Velocity Reviews

Velocity Reviews (http://www.velocityreviews.com/forums/index.php)
-   Python (http://www.velocityreviews.com/forums/f43-python.html)
-   -   encoding hell - any chance of salvation ? (http://www.velocityreviews.com/forums/t744718-encoding-hell-any-chance-of-salvation.html)

southof40 03-07-2011 11:24 AM

encoding hell - any chance of salvation ?
 
Hi - I've got some code which uses array (http://docs.python.org/
library/array.html) to store charcters read from a file (it's not my
code it comes from here http://sourceforge.net/projects/pygold/)

The read is done, in GrammarReader.py, like this ...

def readString(self, maxsize = -1):
result = array('u')
char = None
while True:
if (maxsize >= 0) and (len(result) >= maxsize):
break
char = self.reader.read(2)
if (char == '') or (char == '\x00\x00'):
break
result.append(char)
return result.tounicode()

.... and results in the error"TypeError: array item must be unicode
character" is raised (full stack trace at bottom) .

The whole unicode thing is a bit strange because the input file is a
compiled grammar and so not a text file at all (the file able to be
downloaded from here http:///kubadev.com/share/VBScript.cgt)

Can anyone make a suggestion as to the best way to allow the array
object to accept what is in essence a binary file ?

Here's the full stack trace ...

>>> p=pygold.Parser('C:/data/Gold-Parser-VBScript-Grammar/VBScript-Test0-UTF8.cgt','utf-8')

Traceback (most recent call last):
File "<stdin>", line 1, in <module>
File "pygold\Parser.py", line 100, in __init__
self.loadTables(filename)
File "pygold\Parser.py", line 365, in loadTables
reader = GrammarReader(filename, self.encoding)
File "pygold\GrammarReader.py", line 14, in __init__
if not self.hasValidHeader():
File "pygold\GrammarReader.py", line 43, in hasValidHeader
header = self.readString(64) ## read max 64 chars
File "pygold\GrammarReader.py", line 68, in readString
result.append(char)
TypeError: array item must be unicode character


Tom Zych 03-07-2011 11:38 AM

Re: encoding hell - any chance of salvation ?
 
southof40 wrote:
> ...
> result = array('u')
> ...
> ... and results in the error"TypeError: array item must be unicode
> character" is raised (full stack trace at bottom) .
> ...
> Can anyone make a suggestion as to the best way to allow the array
> object to accept what is in essence a binary file ?
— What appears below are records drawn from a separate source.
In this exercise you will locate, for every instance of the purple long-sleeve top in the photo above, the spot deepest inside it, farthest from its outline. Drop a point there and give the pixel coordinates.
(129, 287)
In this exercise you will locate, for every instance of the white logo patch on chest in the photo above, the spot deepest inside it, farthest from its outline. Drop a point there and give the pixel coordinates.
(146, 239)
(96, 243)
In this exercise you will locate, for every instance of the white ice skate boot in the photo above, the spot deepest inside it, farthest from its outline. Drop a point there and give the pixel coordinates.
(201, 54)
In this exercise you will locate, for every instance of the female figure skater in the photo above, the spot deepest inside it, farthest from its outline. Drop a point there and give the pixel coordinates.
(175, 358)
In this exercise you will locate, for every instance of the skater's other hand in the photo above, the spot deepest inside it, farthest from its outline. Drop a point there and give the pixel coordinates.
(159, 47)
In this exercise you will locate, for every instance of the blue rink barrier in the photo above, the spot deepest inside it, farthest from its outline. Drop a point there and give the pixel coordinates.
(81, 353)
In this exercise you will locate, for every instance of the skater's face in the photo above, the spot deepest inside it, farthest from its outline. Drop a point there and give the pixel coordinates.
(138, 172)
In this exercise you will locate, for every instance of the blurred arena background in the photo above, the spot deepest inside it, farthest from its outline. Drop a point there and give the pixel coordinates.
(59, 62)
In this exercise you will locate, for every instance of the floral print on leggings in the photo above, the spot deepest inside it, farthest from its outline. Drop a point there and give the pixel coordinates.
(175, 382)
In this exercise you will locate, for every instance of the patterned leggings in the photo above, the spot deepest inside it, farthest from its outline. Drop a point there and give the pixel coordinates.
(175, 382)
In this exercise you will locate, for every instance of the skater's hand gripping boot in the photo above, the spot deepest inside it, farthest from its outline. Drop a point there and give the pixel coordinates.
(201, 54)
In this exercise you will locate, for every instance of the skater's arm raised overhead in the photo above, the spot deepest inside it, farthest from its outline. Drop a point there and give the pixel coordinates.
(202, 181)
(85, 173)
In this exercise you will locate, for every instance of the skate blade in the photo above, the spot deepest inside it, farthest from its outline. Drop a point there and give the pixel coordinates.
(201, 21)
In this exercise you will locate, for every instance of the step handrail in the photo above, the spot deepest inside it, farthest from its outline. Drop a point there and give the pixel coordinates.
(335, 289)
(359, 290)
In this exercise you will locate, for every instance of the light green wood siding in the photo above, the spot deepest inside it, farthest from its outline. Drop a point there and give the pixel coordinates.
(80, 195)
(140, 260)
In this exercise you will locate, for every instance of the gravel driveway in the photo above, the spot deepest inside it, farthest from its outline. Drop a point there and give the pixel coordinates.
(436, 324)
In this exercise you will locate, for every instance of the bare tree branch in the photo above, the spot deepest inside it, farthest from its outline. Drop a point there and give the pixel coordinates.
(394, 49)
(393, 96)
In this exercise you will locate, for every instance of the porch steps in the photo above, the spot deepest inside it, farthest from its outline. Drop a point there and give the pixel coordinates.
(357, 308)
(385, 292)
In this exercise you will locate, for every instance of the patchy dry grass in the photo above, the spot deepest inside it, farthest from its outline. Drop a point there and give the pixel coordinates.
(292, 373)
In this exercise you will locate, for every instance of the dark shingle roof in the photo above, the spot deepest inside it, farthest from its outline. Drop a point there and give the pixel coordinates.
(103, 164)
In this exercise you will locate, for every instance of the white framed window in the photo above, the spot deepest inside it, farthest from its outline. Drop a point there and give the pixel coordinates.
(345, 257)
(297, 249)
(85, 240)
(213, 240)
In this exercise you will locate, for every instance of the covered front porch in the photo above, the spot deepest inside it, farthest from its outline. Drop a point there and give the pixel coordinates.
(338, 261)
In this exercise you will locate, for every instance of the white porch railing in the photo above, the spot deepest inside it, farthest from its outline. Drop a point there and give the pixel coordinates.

Glancing at the docs, it appears you want to use 'c', 'b', or 'B'
instead of 'u' when creating array.

--
Tom Zych / freethinker@pobox.com
"Would you like a lovely fluffy little white rabbit, little girl,
or a cutesy wootesly little brown rabbit?"
"Actually, I don't think my python would notice."

Terry Reedy 03-07-2011 08:12 PM

Re: encoding hell - any chance of salvation ?
 
On 3/7/2011 6:24 AM, southof40 wrote:
> Hi - I've got some code which uses array (http://docs.python.org/
> library/array.html) to store charcters read from a file (it's not my
> code it comes from here http://sourceforge.net/projects/pygold/)
>
> The read is done, in GrammarReader.py, like this ...
>
> def readString(self, maxsize = -1):
> result = array('u')
> char = None
> while True:
> if (maxsize>= 0) and (len(result)>= maxsize):
> break
> char = self.reader.read(2)
> if (char == '') or (char == '\x00\x00'):
> break


print(type(char),char) # to see what is going on

> result.append(char)
> return result.tounicode()
>
> ... and results in the error"TypeError: array item must be unicode
> character" is raised (full stack trace at bottom) .
>
> The whole unicode thing is a bit strange because the input file is a
> compiled grammar and so not a text file at all (the file able to be
> downloaded from here http:///kubadev.com/share/VBScript.cgt)
>
> Can anyone make a suggestion as to the best way to allow the array
> object to accept what is in essence a binary file ?
>
> Here's the full stack trace ...
>
>>>> p=pygold.Parser('C:/data/Gold-Parser-VBScript-Grammar/VBScript-Test0-UTF8.cgt','utf-8')

> Traceback (most recent call last):
> File "<stdin>", line 1, in<module>
> File "pygold\Parser.py", line 100, in __init__
> self.loadTables(filename)
> File "pygold\Parser.py", line 365, in loadTables
> reader = GrammarReader(filename, self.encoding)
> File "pygold\GrammarReader.py", line 14, in __init__
> if not self.hasValidHeader():
> File "pygold\GrammarReader.py", line 43, in hasValidHeader
> header = self.readString(64) ## read max 64 chars
> File "pygold\GrammarReader.py", line 68, in readString
> result.append(char)
> TypeError: array item must be unicode character
>



--
Terry Jan Reedy


southof40 03-08-2011 09:57 AM

Re: encoding hell - any chance of salvation ?
 
Thanks for both the suggestions. I haven't yet had time to try them
out but will do so and report back.



All times are GMT. The time now is 02:40 PM.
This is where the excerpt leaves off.